Masyarakat adat yang terkenal dengan kearifan lokal dan tradisi budayanya kerap kali merasakan peminggiran. Mereka memiliki tradisi yang kaya, namun sayangnya, mereka sering kali terpinggirkan dalam dinamika sosial dan ekonomi yang lebih luas. Salah satunya di masyarakat adat Suku Anak Dalam (SAD). Pemerintah Daerah (PEMDA) Jambi, menyadari pentingnya inklusi dan keadilan. Memutuskan untuk mengambil peran yang aktif dalam mendorong partisipasi masyarakat adat Suku Anak Dalam.
PEMDA Jambi tidak hanya melihat masyarakat adat suku anak dalam sebagai kelompok yang memerlukan perlindungan. Tetapi sebagai mitra yang memiliki kontribusi berharga dalam membangun masyarakat yang lebih adil dan berkelanjutan. Langkah pertama yang diambil adalah melibatkan perwakilan dari masyarakat adat Suku Anak Dalam dalam proses pengambilan keputusan di tingkat lokal. Mereka diberikan tempat dalam forum-forum musyawarah untuk menyampaikan pandangan dan aspirasi mereka.

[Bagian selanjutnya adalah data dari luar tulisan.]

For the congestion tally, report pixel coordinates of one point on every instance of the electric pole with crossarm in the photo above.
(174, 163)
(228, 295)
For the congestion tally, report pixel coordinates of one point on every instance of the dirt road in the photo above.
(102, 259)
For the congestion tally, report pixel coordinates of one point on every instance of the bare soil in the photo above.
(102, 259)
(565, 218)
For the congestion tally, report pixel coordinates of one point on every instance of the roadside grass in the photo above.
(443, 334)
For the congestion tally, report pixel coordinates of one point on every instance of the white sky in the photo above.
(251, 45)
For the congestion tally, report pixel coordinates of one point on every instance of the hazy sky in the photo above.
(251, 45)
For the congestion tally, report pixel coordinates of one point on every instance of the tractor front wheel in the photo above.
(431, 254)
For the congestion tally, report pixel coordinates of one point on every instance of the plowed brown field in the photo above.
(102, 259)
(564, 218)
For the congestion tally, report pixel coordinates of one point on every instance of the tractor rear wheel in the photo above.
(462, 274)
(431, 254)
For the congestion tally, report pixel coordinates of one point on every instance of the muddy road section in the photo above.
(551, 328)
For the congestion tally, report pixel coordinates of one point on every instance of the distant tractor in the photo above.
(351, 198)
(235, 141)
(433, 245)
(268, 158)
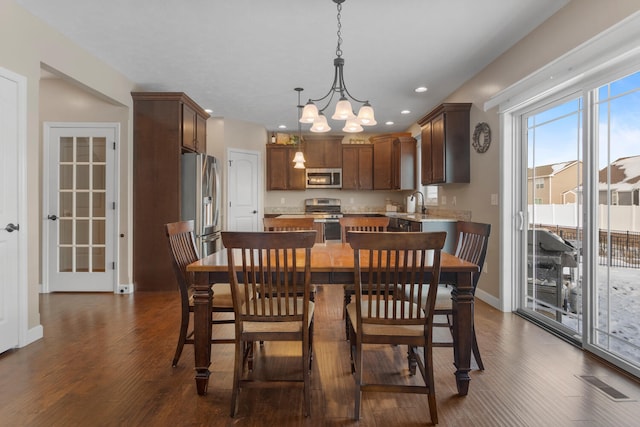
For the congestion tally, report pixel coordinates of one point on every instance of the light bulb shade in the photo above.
(309, 113)
(320, 124)
(352, 126)
(365, 115)
(344, 111)
(299, 157)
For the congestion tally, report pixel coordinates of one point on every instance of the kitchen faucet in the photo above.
(423, 210)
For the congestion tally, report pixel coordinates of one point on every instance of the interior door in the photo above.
(242, 191)
(80, 207)
(9, 202)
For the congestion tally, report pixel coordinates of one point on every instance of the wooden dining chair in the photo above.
(183, 250)
(280, 262)
(390, 268)
(358, 223)
(472, 240)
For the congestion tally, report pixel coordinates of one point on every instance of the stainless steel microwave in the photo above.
(324, 178)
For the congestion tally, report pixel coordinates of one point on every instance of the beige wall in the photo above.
(25, 44)
(571, 26)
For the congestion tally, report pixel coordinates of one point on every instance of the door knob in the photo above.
(11, 228)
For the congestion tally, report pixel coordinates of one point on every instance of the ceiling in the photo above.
(243, 58)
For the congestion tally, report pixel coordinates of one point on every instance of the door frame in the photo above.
(46, 130)
(25, 335)
(259, 178)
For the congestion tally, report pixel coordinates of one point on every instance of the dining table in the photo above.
(333, 263)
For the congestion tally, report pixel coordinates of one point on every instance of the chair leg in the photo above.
(476, 351)
(430, 382)
(238, 365)
(411, 359)
(306, 373)
(352, 346)
(358, 378)
(184, 325)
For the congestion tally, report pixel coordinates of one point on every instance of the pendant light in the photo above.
(298, 158)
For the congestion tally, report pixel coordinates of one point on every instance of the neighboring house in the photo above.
(622, 181)
(554, 183)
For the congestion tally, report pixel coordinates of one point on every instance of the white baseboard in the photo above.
(125, 288)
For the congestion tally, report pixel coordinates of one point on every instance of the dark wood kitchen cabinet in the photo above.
(323, 151)
(445, 144)
(164, 126)
(394, 161)
(281, 175)
(357, 166)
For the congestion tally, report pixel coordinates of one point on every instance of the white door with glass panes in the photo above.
(80, 207)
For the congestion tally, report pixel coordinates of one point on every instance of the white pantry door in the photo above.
(80, 207)
(12, 255)
(242, 191)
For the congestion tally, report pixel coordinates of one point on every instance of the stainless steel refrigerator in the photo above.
(201, 199)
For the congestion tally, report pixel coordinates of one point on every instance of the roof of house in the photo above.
(625, 174)
(550, 170)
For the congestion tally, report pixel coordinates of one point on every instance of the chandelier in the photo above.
(343, 111)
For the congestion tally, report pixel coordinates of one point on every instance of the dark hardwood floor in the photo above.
(105, 360)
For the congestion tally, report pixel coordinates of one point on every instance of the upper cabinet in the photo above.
(357, 166)
(394, 161)
(164, 126)
(281, 175)
(445, 144)
(323, 151)
(175, 113)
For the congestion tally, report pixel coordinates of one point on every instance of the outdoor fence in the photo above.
(615, 248)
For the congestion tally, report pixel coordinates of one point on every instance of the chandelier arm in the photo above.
(344, 90)
(336, 80)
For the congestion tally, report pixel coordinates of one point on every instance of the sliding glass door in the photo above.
(552, 290)
(581, 166)
(615, 324)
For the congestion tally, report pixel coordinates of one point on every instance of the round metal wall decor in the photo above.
(481, 145)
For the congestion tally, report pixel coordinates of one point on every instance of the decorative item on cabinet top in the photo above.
(481, 145)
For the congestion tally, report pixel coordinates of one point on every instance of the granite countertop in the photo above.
(416, 217)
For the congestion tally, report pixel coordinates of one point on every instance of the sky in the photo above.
(556, 132)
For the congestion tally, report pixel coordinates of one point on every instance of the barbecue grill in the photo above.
(550, 254)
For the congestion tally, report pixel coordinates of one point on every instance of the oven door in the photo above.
(332, 230)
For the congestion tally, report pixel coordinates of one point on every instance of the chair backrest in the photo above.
(270, 274)
(390, 269)
(362, 223)
(471, 244)
(287, 224)
(183, 250)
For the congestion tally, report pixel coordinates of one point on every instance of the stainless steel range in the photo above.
(327, 211)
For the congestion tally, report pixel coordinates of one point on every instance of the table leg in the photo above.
(202, 330)
(462, 296)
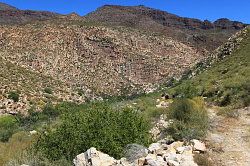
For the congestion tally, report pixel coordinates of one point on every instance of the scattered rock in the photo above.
(135, 151)
(92, 157)
(198, 145)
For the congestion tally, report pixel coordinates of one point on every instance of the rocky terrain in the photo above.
(106, 60)
(161, 153)
(201, 34)
(101, 55)
(31, 89)
(229, 138)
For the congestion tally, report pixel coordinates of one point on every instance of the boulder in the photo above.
(155, 148)
(135, 151)
(198, 145)
(92, 157)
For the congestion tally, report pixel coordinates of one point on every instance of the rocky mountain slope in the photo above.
(90, 58)
(31, 89)
(201, 34)
(109, 61)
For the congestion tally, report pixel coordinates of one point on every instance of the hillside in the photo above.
(109, 61)
(34, 90)
(225, 80)
(201, 34)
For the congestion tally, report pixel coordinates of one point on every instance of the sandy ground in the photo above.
(229, 139)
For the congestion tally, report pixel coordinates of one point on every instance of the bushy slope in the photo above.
(226, 82)
(30, 89)
(109, 61)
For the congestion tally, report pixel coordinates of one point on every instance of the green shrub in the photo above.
(95, 126)
(190, 119)
(228, 112)
(14, 95)
(8, 126)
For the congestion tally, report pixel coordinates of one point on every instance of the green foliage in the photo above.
(228, 112)
(48, 90)
(14, 95)
(8, 125)
(98, 126)
(190, 119)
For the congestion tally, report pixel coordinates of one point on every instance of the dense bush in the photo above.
(190, 119)
(95, 126)
(14, 96)
(8, 125)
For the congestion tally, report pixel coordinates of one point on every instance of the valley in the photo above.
(123, 85)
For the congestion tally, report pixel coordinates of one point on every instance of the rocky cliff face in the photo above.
(201, 34)
(108, 61)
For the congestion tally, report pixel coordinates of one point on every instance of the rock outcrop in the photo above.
(200, 34)
(158, 154)
(105, 60)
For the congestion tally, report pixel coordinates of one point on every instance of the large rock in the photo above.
(135, 151)
(198, 145)
(92, 157)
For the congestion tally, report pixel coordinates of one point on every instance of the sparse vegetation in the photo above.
(190, 119)
(8, 125)
(225, 83)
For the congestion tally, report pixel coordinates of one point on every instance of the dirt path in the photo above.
(229, 139)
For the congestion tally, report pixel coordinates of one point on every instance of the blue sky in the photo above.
(203, 9)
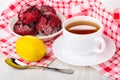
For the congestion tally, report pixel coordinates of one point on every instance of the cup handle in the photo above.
(101, 46)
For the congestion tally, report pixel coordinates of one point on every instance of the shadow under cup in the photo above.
(82, 35)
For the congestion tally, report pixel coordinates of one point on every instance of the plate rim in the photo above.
(85, 64)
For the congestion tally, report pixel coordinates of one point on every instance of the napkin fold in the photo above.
(68, 8)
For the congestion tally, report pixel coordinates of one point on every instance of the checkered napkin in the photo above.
(68, 8)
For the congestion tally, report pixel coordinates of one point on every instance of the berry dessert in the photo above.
(29, 14)
(24, 29)
(46, 8)
(48, 24)
(37, 19)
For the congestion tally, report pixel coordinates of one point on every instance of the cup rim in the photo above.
(78, 18)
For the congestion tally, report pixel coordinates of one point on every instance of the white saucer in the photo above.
(93, 59)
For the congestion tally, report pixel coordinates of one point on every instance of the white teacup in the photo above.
(83, 42)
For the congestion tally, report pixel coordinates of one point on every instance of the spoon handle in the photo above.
(68, 71)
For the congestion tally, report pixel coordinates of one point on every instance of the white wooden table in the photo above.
(80, 73)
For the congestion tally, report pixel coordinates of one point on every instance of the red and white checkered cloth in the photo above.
(68, 8)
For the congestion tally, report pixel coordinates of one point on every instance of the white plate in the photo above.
(92, 59)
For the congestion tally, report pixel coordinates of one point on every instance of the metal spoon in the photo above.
(12, 62)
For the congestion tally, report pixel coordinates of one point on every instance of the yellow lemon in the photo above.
(30, 48)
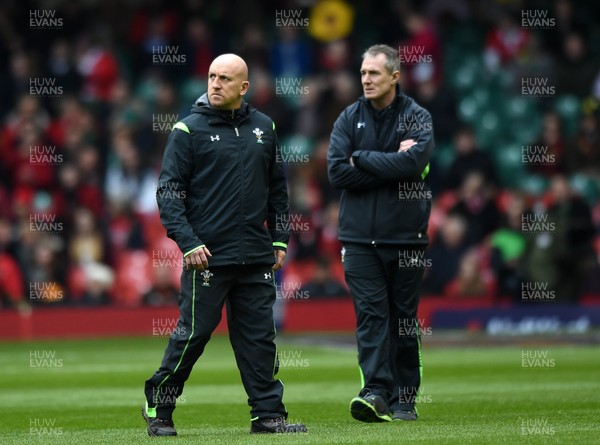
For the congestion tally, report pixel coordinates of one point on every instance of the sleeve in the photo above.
(341, 174)
(172, 189)
(278, 204)
(410, 164)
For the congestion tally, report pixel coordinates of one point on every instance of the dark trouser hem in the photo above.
(249, 292)
(385, 289)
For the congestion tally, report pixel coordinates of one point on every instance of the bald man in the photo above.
(220, 193)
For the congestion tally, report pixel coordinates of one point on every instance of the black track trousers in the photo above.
(250, 294)
(385, 286)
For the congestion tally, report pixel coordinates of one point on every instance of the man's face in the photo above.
(226, 83)
(378, 83)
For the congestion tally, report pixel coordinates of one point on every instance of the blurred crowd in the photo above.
(81, 144)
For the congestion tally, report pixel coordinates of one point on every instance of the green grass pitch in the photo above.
(90, 392)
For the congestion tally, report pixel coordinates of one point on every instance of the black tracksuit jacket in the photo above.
(221, 185)
(371, 208)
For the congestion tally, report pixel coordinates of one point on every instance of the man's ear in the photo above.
(245, 86)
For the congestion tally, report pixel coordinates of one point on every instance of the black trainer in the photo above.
(158, 427)
(276, 425)
(405, 415)
(368, 407)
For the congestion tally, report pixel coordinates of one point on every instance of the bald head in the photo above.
(233, 62)
(227, 82)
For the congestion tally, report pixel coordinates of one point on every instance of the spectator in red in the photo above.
(551, 142)
(469, 158)
(471, 280)
(477, 207)
(99, 68)
(506, 42)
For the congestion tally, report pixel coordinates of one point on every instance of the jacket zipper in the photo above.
(242, 189)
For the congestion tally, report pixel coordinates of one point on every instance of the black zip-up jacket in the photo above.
(385, 195)
(221, 186)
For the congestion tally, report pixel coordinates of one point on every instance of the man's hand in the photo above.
(279, 259)
(198, 259)
(405, 145)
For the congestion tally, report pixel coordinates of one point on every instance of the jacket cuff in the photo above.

“Kemarin saat kami ingin melakukan Musrenbang di tingkat kabupaten, kami mengajak semua daerah untuk mendatangkan perwakilan mereka. Baik dari perempuan, anak dan disabilitas. Agar kami dapat mengetahui, apa yang menjadi kebutuhan mereka,” jelas Dewi Rejeki, Kepala Bidang Penelitian dan Pengembangan Bappeda Kabupaten Bungo. Dalam acara ngobrol inklusi yang diadakan oleh KEMITRAAN, Kamis, 2 November 2023.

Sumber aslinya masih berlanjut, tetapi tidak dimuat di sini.